The record, as pointed out by respondent, is contrary to his argument that he was committed to the Department of Corrections because he was a resident of Cook County. The probation officer testified:
“* * * and I should emphasize that contrary to the Public Defender’s opinion, there may be placements because the boy is not a resident of our county. Not because they may or may not be available. It is my opinion that due to his age, the severity of the offense, and the totally unstructured aftercare program which may be made available to him through the use of a placement, most probably one would not be found that would be appropriate for this child.”
We find that the court did not abuse that discretion in committing the minor here to the Department of Corrections since the evidence presented, other than the criminal offenses enumerated above, was that the home of the minor was not suitable for a return thereto as it was lacking in discipline; that the minor required structured control of his activities, which was also not available at his home.
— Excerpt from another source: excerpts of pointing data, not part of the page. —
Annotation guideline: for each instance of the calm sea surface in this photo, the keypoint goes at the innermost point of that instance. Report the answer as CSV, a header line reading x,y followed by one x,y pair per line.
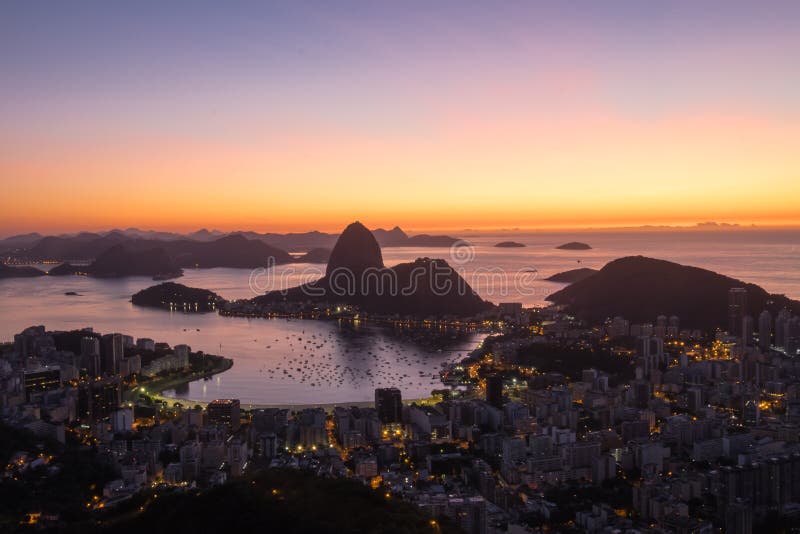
x,y
307,362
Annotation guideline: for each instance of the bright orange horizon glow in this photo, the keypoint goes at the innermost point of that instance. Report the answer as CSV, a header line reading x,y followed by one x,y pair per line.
x,y
288,118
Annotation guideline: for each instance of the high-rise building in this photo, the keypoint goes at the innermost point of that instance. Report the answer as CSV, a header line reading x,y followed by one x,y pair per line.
x,y
99,399
112,350
90,355
494,390
389,405
651,353
764,330
748,325
780,327
224,412
737,309
42,379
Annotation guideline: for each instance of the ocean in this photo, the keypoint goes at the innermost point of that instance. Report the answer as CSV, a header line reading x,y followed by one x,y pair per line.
x,y
327,364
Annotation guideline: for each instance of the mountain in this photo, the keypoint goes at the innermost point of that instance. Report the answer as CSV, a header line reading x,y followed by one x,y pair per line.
x,y
574,245
230,251
65,269
205,235
315,255
571,276
425,240
121,260
15,242
356,250
19,272
89,245
640,289
275,500
355,275
172,296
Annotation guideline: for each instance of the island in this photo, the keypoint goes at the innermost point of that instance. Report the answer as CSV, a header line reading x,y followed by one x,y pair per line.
x,y
315,255
571,276
574,245
355,275
178,297
640,288
64,269
19,272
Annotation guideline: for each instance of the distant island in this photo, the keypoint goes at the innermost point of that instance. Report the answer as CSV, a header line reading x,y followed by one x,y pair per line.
x,y
177,297
65,269
356,275
204,248
571,276
574,245
121,260
315,255
640,289
19,272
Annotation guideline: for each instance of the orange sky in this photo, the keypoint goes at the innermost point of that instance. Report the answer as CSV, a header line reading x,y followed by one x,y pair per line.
x,y
588,170
289,118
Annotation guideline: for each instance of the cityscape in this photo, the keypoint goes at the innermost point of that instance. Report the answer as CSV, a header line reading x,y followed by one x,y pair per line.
x,y
356,267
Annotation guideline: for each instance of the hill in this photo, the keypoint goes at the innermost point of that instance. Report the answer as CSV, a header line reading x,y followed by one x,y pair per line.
x,y
356,250
64,269
230,251
640,289
19,272
279,501
121,260
571,276
172,296
315,255
574,245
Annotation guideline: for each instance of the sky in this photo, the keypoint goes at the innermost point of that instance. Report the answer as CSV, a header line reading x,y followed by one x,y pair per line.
x,y
294,115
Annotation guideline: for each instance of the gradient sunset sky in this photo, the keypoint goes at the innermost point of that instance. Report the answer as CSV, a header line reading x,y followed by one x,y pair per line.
x,y
306,115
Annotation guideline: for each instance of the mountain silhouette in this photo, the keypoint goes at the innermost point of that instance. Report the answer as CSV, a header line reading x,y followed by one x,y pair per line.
x,y
356,250
355,275
640,289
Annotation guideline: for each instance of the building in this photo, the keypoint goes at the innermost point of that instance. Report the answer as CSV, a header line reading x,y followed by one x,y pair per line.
x,y
90,355
764,330
494,391
224,412
112,350
41,379
389,405
737,309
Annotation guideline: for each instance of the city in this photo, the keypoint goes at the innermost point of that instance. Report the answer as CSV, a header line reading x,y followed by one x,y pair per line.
x,y
651,427
359,267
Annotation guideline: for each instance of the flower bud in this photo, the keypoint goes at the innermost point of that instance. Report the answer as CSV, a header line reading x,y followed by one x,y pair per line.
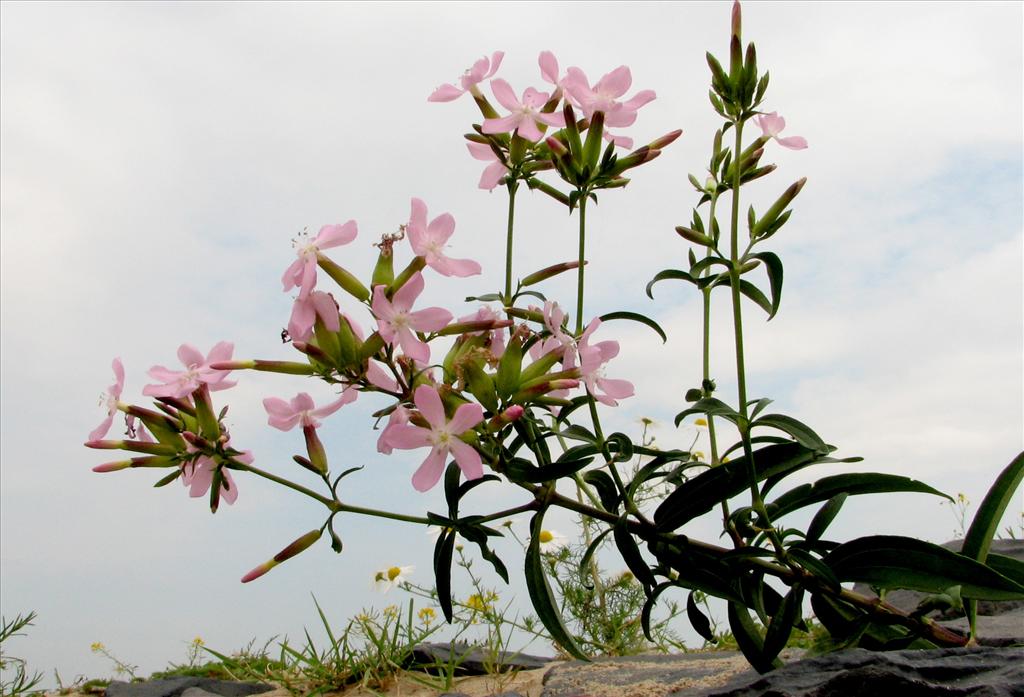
x,y
474,325
548,272
666,139
133,445
296,548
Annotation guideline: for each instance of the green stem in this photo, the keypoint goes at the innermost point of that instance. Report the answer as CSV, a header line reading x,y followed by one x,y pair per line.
x,y
737,327
513,185
236,465
583,260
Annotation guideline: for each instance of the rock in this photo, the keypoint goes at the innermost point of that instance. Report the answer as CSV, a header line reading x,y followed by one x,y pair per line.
x,y
858,672
177,687
648,674
471,660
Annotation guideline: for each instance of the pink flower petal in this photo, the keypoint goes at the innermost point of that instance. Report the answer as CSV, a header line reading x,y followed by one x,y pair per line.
x,y
407,295
468,460
433,318
428,401
335,235
505,95
445,92
794,142
406,437
466,417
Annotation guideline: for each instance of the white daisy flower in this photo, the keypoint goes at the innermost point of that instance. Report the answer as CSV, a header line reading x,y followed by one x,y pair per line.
x,y
387,578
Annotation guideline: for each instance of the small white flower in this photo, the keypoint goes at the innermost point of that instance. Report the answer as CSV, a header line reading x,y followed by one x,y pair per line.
x,y
552,540
387,578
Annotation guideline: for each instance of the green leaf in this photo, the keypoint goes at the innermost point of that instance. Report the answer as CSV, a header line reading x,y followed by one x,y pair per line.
x,y
631,554
588,555
978,539
699,494
895,562
849,484
749,639
782,621
986,520
823,518
605,486
774,267
443,552
540,593
648,607
698,620
636,316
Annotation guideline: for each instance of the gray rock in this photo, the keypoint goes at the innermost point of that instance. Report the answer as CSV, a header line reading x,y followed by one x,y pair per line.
x,y
857,672
472,660
648,674
176,687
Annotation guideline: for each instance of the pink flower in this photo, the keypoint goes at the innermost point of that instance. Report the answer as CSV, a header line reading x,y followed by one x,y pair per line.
x,y
441,438
306,309
549,71
603,96
302,272
179,384
524,117
497,337
429,242
198,476
592,360
395,321
398,418
772,124
480,71
302,410
111,399
493,173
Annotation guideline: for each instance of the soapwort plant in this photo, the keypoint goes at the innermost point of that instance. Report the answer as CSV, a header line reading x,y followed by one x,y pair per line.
x,y
515,393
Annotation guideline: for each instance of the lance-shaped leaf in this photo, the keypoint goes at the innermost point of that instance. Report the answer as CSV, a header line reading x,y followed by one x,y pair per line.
x,y
749,638
698,620
699,494
541,595
895,562
850,484
978,539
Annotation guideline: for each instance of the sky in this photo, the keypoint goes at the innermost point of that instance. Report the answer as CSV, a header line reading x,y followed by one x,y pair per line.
x,y
158,159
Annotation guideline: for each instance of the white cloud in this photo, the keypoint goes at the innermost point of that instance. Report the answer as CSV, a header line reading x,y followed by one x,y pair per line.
x,y
157,159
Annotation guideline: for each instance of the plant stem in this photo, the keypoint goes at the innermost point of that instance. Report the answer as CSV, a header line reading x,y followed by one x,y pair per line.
x,y
583,260
513,185
236,465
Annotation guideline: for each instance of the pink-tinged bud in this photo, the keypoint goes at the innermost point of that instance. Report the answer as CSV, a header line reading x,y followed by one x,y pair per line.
x,y
666,139
553,270
113,467
197,441
311,351
233,365
474,325
317,455
134,445
296,548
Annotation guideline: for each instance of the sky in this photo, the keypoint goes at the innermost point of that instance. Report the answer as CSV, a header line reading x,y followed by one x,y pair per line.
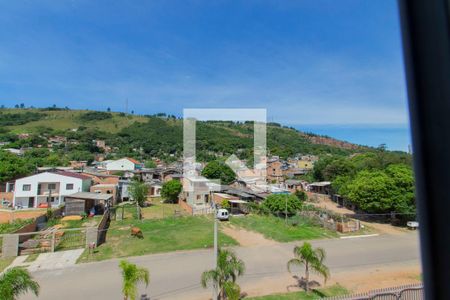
x,y
308,62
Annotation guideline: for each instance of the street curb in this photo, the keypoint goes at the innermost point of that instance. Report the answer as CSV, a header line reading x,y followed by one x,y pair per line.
x,y
359,236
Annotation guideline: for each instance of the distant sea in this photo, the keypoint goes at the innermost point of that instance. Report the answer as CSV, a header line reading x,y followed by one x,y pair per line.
x,y
395,137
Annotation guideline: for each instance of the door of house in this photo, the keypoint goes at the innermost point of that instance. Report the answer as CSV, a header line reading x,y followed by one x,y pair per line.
x,y
31,202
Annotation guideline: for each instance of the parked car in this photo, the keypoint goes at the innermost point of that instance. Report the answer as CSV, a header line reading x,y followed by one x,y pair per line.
x,y
222,214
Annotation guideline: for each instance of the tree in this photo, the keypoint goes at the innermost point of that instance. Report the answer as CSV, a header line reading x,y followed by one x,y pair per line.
x,y
12,166
138,191
171,190
312,259
15,282
371,191
132,275
218,170
229,267
301,195
284,203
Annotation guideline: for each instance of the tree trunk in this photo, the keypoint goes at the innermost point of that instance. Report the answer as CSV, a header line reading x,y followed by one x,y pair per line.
x,y
307,277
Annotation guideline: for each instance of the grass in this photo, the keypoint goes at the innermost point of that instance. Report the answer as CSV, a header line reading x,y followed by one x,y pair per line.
x,y
63,120
165,235
275,228
86,222
17,224
335,290
5,262
160,210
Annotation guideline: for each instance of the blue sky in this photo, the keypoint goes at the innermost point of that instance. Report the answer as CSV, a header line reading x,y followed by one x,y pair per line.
x,y
307,61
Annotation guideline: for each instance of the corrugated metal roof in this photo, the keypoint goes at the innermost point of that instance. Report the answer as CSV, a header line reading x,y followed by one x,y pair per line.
x,y
90,196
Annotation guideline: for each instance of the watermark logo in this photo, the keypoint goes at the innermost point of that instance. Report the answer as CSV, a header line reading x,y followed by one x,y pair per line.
x,y
255,176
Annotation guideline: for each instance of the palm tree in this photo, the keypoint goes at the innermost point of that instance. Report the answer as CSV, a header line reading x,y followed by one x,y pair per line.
x,y
312,259
132,275
229,267
17,281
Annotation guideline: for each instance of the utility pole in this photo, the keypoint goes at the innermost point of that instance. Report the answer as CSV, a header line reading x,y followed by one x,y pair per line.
x,y
216,250
285,211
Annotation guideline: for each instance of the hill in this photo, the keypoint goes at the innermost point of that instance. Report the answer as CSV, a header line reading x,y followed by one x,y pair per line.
x,y
160,136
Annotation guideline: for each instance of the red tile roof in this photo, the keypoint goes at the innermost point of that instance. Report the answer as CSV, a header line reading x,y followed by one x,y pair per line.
x,y
74,175
133,161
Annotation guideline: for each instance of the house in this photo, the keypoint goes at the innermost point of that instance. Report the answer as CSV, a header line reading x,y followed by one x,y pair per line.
x,y
15,151
220,197
78,164
85,202
123,164
323,187
197,192
307,162
7,191
160,173
42,188
56,141
155,188
108,189
274,170
101,178
23,136
293,185
124,194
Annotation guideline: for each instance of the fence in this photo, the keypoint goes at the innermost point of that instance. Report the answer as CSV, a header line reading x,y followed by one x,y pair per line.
x,y
102,228
126,211
53,239
202,211
405,292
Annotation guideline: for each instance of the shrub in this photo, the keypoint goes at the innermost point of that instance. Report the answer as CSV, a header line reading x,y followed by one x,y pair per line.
x,y
282,203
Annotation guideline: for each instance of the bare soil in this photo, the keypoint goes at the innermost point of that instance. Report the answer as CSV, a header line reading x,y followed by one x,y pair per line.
x,y
324,201
354,281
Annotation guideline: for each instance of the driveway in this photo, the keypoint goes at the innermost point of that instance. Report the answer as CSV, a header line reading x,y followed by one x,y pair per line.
x,y
177,275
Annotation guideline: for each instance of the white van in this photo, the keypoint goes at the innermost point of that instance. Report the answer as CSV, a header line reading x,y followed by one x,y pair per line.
x,y
222,214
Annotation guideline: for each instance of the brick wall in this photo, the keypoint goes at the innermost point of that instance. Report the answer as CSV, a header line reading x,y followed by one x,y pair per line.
x,y
185,206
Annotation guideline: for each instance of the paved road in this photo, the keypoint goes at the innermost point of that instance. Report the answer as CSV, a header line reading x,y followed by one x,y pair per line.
x,y
176,275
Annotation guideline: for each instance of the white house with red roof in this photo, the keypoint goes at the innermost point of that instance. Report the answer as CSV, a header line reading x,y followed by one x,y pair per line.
x,y
39,189
123,164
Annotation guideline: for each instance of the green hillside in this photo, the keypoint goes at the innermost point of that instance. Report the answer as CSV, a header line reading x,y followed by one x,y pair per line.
x,y
141,137
67,119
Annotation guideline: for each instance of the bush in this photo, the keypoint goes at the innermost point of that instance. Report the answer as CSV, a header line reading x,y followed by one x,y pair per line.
x,y
282,203
171,190
225,204
95,116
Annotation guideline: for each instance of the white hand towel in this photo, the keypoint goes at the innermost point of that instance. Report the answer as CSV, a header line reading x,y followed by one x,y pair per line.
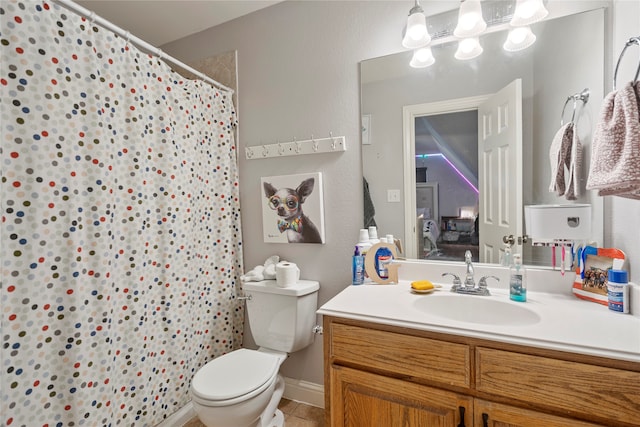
x,y
557,184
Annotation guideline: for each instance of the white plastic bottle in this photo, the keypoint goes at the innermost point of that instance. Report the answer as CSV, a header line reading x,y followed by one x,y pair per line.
x,y
373,235
618,291
517,280
363,242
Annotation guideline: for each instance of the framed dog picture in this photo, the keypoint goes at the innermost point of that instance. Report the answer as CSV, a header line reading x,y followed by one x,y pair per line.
x,y
293,208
Another argument presented indirectly is that attorney Cummins was not notified of the dispositional hearing on February 3. Examination of the record discloses that subsequent to the adjudicatory hearing, the cause was continued numerous times from the date of adjudication to February 2, when attorney Cummins was present, as well as the other enumerated parties above, and the only reason the hearing did not proceed on that date was that the minor failed to appear. The next day the hearing was held and attorney Cummins did, in fact, appear, although he advised the court that he did not have notice. This issue was also presented in In re Williams (1975), 30 Ill. App. 3d 1025, 333 N.E.2d 674, where the court appointed counsel for the minor 15 minutes before the adjudicatory hearing was held. The court, citing United States ex rel. Williams v. Twomey, 510 F.2d 634 (7th Cir. 1975), held that this did not constitute reversible error. Unlike the situation in Williams, attorney Cummins represented the mother at many proceedings held subsequent to the detention hearing. The cause was continued at least eight times and, while an apparently undue period of time exists from the date of the detention hearing to the date of adjudication and subsequent disposition, it is to be noted that most of the continuances were had because the respondent’s mother was terminally ill and was in the hospital. It is therefore not a reflection upon the State that it took an inordinate length of time for this cause to be disposed of.
The last argument of the respondent as to his denial of due process, equal protection and the protection of the Juvenile Court Act, was intertwined with the other arguments of the respondent that we have disposed of. Inasmuch as we have determined that the court properly exercised its discretion in committing the youth to the Department of Corrections, we do not find that any constitutional issue was presented.
The order of the trial court committing the respondent herein to the Department of Corrections is therefore affirmed.
Affirmed.
SEIDENFELD and LINDBERG, JJ., concur.
The record herein, incidentally, shows that the respondent was bom May 13, 1960. Simple arithmetic, therefore, shows that he was 16 years old as of the date the petition for adjudication of wardship was filed on August 23, 1976. Additionally, the record further shows, by the report of the probation officer, that the minor was 16 years old as of the date of that report, September 9, 1976.